Demo: Bauern aus Xanten, Alpen, Sonsbeck und Uedem bereiten sich vor

Vorbereitungen für die Protestfahrt : Bauern malen Plakate für ihre Zukunft

Etliche Bauern aus der Region nehmen am Dienstag an den bundesweiten Protesten gegen das Agrarpaket teil. In Veen trafen sich die Landwirte, um Plakate zu malen.

Vorbereitung auf die große Protestfahrt: Der Hof Keisers in Veen war am Samstag Treffpunkt für die Bauern aus Xanten, Sonsbeck und Uedem. Sie nehmen am morgigen Dienstag an den bundesweiten Kundgebungen gegen das Agrarpaket teil. Die Bewegung „Land schafft Verbindung. Wir bitten zu Tisch“ hat dazu aufgerufen. Mittlerweile sind über 30 000 vernetzte Landwirte beim bundesweiten Protest dabei (wir berichteten).

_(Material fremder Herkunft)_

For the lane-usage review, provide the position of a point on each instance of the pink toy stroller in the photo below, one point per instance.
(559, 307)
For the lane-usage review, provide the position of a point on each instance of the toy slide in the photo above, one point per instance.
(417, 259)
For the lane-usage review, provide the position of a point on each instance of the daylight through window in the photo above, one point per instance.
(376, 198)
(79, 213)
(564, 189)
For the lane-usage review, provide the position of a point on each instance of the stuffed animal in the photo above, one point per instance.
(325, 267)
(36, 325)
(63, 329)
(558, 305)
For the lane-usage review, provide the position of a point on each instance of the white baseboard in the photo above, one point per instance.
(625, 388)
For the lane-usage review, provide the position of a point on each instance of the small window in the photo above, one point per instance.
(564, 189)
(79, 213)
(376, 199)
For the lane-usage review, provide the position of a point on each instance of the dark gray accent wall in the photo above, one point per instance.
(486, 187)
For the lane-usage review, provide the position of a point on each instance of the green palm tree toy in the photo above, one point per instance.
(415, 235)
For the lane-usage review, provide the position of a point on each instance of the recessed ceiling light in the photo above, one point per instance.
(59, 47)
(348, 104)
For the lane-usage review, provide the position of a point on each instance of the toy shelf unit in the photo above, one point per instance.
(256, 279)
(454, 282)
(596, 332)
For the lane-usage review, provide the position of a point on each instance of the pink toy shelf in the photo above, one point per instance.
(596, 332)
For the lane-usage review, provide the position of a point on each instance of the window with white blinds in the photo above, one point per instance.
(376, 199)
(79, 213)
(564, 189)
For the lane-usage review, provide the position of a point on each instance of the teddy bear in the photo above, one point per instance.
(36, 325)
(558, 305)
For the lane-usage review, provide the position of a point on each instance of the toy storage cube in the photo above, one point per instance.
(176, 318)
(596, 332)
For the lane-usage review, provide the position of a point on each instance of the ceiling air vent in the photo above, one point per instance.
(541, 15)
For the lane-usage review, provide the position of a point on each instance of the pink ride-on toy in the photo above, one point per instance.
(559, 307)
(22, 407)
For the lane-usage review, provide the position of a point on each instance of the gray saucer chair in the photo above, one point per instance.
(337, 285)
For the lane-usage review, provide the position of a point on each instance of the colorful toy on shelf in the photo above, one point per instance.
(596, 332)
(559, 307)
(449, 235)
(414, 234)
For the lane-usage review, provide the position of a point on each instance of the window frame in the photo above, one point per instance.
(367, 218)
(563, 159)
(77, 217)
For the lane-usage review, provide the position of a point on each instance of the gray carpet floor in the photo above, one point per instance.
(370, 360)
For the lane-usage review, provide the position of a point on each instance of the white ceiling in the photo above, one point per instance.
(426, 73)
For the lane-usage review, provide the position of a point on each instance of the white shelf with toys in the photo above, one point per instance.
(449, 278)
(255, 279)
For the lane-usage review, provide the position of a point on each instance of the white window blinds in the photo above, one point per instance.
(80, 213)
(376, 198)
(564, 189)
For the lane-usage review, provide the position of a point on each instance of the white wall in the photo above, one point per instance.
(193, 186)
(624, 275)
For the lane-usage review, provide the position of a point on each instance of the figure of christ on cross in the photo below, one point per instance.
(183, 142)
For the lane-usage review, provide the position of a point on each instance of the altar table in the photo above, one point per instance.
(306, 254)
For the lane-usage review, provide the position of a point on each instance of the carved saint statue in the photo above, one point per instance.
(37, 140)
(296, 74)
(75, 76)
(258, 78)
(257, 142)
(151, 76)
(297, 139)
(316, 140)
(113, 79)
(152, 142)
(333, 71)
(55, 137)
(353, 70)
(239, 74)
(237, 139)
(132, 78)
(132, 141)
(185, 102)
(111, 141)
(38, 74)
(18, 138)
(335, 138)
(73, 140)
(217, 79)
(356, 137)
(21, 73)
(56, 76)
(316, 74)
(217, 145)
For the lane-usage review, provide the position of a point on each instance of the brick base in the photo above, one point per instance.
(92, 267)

Aus dem Xantener Raum starten 60 mit ihren Traktoren gen Bonn, wo die Hauptkundgebung auf dem Münsterplatz stattfindet. Rund 200 Landwirte nehmen mit ihren Schleppern derweil an der regionalen Protestfahrt von Wesel nach Rees teil. „Wir sind nicht laut, sondern wollen auf friedliche Weise auf uns, unsere Situation und die Folgen des Agrarpakets aufmerksam machen“ sagt Georg Biedemann, Sprecher der Bewegung. Die ewige Bauernschelte seien sie satt, die sie derzeit zu spüren bekommen. Zum Protest gehören ebenfalls die grünen Mahnkreuze auf den Feldern. „Wir sind die Buhmänner der Nation“, so Biedemann. „Dazu gehören ebenfalls die Futtermittelverbände und die Landmaschinenhändler“, ergänzt er.

Mangelnder Sachverstand und die fehlende Fachlichkeit der neuen Düngeverordnung sind die schärfsten Kritikpunkte der Bauern – und die Ankündigung von Bundesumweltministerin Svenja Schulze (SPD), dass am beschlossenen Paket nicht zu rütteln sei. „Die Wissenschaft spricht für sich“, ist auf den gemalten Protestschildern in Veen zu lesen. Und: „Sie säen nicht und sie ernten nicht, aber sie wissen alles besser.“ Angst vor der Zukunft, existenzielle Sorgen und Frust sind spürbar. „Wir fühlen uns existenziell bedroht. Am Agrarpaket gehen ganze Familien kaputt“, sagt Franziska Keisers.

Georg Biedemann (M.), Regionalsprecher der Initiative „Land schafft Verbindung“, stimmte die Bauern in Veen auf die Proteste am morgigen Dienstag ein. Foto: Fischer, Armin (arfi)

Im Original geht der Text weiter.